Aber nichts ist schwieriger als das, dies zeigte sich gerade in dieser Verfassungsdebatte. Am Ende stand eine vollig zestrittene SPD, deren Bremerhavener Abgeordnete Karin Tutzek sogar aus der Partei austrat. Bei den Grünen stimmte Walter Ruffler mit den Rechten und kündigte an, er werde bei einem Volksentscheid über die Verfassungsänderung dazu aufrufen, mit „Nein“ zu stimmen.

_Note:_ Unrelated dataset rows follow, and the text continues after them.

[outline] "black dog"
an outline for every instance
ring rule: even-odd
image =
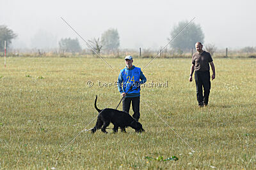
[[[142,125],[133,118],[128,113],[121,111],[117,110],[106,108],[99,110],[97,108],[97,96],[96,96],[94,106],[97,111],[99,111],[98,119],[97,120],[95,126],[92,129],[92,132],[95,133],[96,131],[101,128],[101,131],[104,133],[108,133],[106,131],[106,128],[111,122],[114,125],[113,131],[117,132],[118,127],[120,127],[122,132],[125,132],[126,127],[131,127],[135,129],[136,132],[142,132],[144,129],[142,128]]]

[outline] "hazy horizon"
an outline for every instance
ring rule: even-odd
[[[219,49],[256,46],[256,3],[252,0],[1,1],[0,25],[18,34],[14,48],[54,48],[61,38],[69,37],[77,38],[82,48],[87,48],[60,17],[86,40],[117,29],[120,48],[159,49],[167,44],[174,25],[193,17],[204,32],[204,44]]]

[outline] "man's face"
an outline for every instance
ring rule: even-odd
[[[125,60],[125,65],[127,67],[131,67],[133,60]]]
[[[203,50],[203,46],[200,43],[196,43],[196,49],[198,52],[202,52]]]

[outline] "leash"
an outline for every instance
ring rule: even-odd
[[[137,83],[137,82],[138,82],[138,81],[136,81],[135,83]],[[134,83],[134,84],[135,84],[135,83]],[[132,83],[132,85],[131,86],[131,87],[130,87],[130,89],[129,89],[129,90],[125,93],[125,96],[126,96],[126,94],[132,89],[132,87],[133,87],[132,85],[133,85],[133,83]],[[133,89],[132,90],[131,90],[131,92],[133,91],[133,90],[138,90],[138,89],[139,88],[139,87],[140,87],[140,84],[139,84],[139,85],[137,87],[136,89]],[[117,107],[116,107],[116,110],[117,110],[117,108],[118,108],[120,104],[121,103],[121,101],[123,100],[123,99],[124,99],[124,97],[125,97],[125,96],[123,96],[123,97],[122,97],[119,103],[118,103],[118,105],[117,105]]]

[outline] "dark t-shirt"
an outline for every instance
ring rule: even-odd
[[[202,53],[196,52],[192,57],[192,64],[195,65],[195,71],[210,71],[209,63],[212,61],[212,57],[209,52],[204,51]]]

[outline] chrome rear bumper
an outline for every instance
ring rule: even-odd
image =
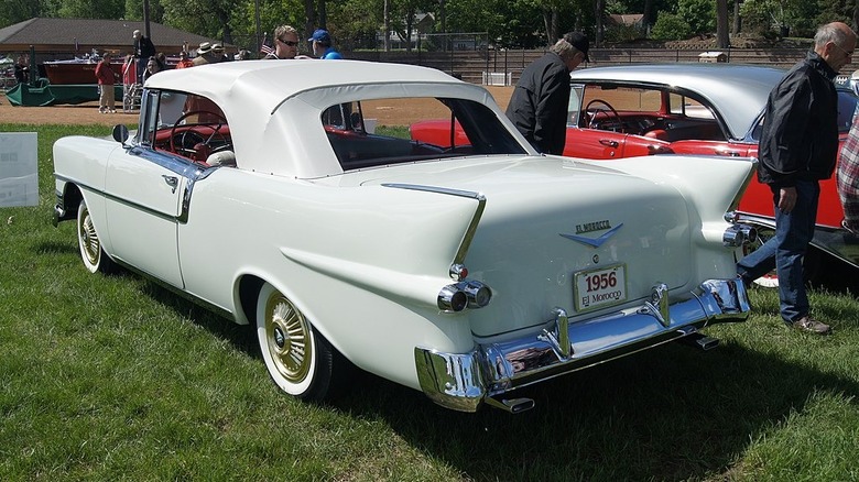
[[[482,403],[498,406],[496,398],[515,388],[749,316],[746,286],[739,278],[706,281],[692,295],[670,305],[666,287],[656,285],[641,307],[575,322],[567,322],[566,313],[555,308],[554,320],[541,333],[478,344],[468,353],[416,347],[421,388],[442,406],[476,412]]]

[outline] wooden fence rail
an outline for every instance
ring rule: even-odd
[[[594,48],[589,52],[589,67],[626,64],[666,64],[699,62],[703,50],[689,48]],[[789,68],[805,58],[805,48],[733,48],[722,51],[731,64],[769,65]],[[437,68],[472,84],[482,84],[487,74],[493,79],[519,80],[522,70],[546,53],[545,50],[504,51],[454,51],[454,52],[350,52],[347,58],[413,64]],[[841,69],[850,74],[859,64],[849,64]]]

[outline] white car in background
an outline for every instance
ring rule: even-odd
[[[520,412],[517,388],[748,317],[731,210],[753,161],[539,155],[482,87],[407,65],[233,62],[144,87],[132,138],[54,145],[55,222],[76,220],[89,271],[254,326],[298,398],[357,365]],[[469,143],[410,140],[418,102]],[[381,113],[401,125],[365,128]]]

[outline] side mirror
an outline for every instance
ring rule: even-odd
[[[113,140],[121,144],[128,141],[128,128],[124,124],[113,125]]]

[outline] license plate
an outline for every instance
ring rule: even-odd
[[[601,308],[627,299],[627,266],[616,264],[574,274],[576,311]]]

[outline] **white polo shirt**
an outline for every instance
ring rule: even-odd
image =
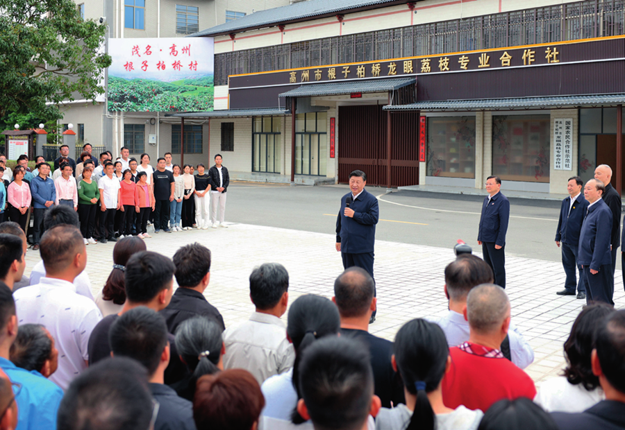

Dabei sollte an der Verfassung im wesentlichen nur diese Einstimmigskeits-Klausel geändert werden. Der Widerstand dagegen zeigte exemplarisch, warum Verfassungsänderungen in Bremen bisher so schwer waren. Lange hatte der Parlamentsausschuß über die Formulierung neuer Staatsziele beraten - ohne Ergebnis. Die FDP hatte versucht, die „Wirtschaftskammer“ aus der Landesverfassung zu streichen - und war am Widerstand der SPD gescheitert. Substantielle Änderungen, die der Grüne Mützelburg gestern noch einmal ansprach, wurden schnell auf später vertagt, weil in keiner Fraktion darüber ein Konsens erzielt werden kann: ob nämlich die Zahl der Abgeordneten reduziert werden sollte und wie die staatlichen Kompetenzen dezentralisiert werden könnten,

So blieb die Frage, die Hürde für Verfassungsänderungen auf eine 2/3-Mehrheit zu senken. Dagegen sprachen sich vehement und mit viel Volks-Rhetorik die beiden rechten Gruppen in der Bürgerschaft aus, die damit die Chance, mit ihren Stimmen Veränderungen blockieren zu können, verlieren würden. Dagegen war auch Walter Ruffler von den Grünen.

Einen erheblichen Teil der Debatte aber bestrittenen die Bremerhavener, die quer durch alle Ampel-Parteien dagegen sind: Wenn nur 25 Abgeordnete eine Verfassungsreform verhindern können, dann wären dabei die 20 Bremerhavener Abgeordneten überstimmbar. Sie hatten sich mit Mühe davon überzeugen lassen, daß es ein „Bremerhavener Vetorecht“ in einer Landesverfassung nicht geben könne. Kompromiß sollte sein, daß alle Verfassungsänderungen, die den Status von Bremerhaven tangieren, nur einstimmig beschlossen werden dürfen. Dieser Kompromiß war von der CDU formuliert worden und wurde von den Ampel-Fraktionen mitgemacht - nur die Bremerhavener Abgeoreneten von SPD und Grünen enthielten sich dann dennoch der Stimme.

Wenn es über diese Verfassungsreform im Parlament keine Einstimmigkeit gibg, bleibt nur der Weg über einen Volksentscheid - am 16. Oktber soll der, parakllel zur Bundestagswahl, stattfinden. K.W.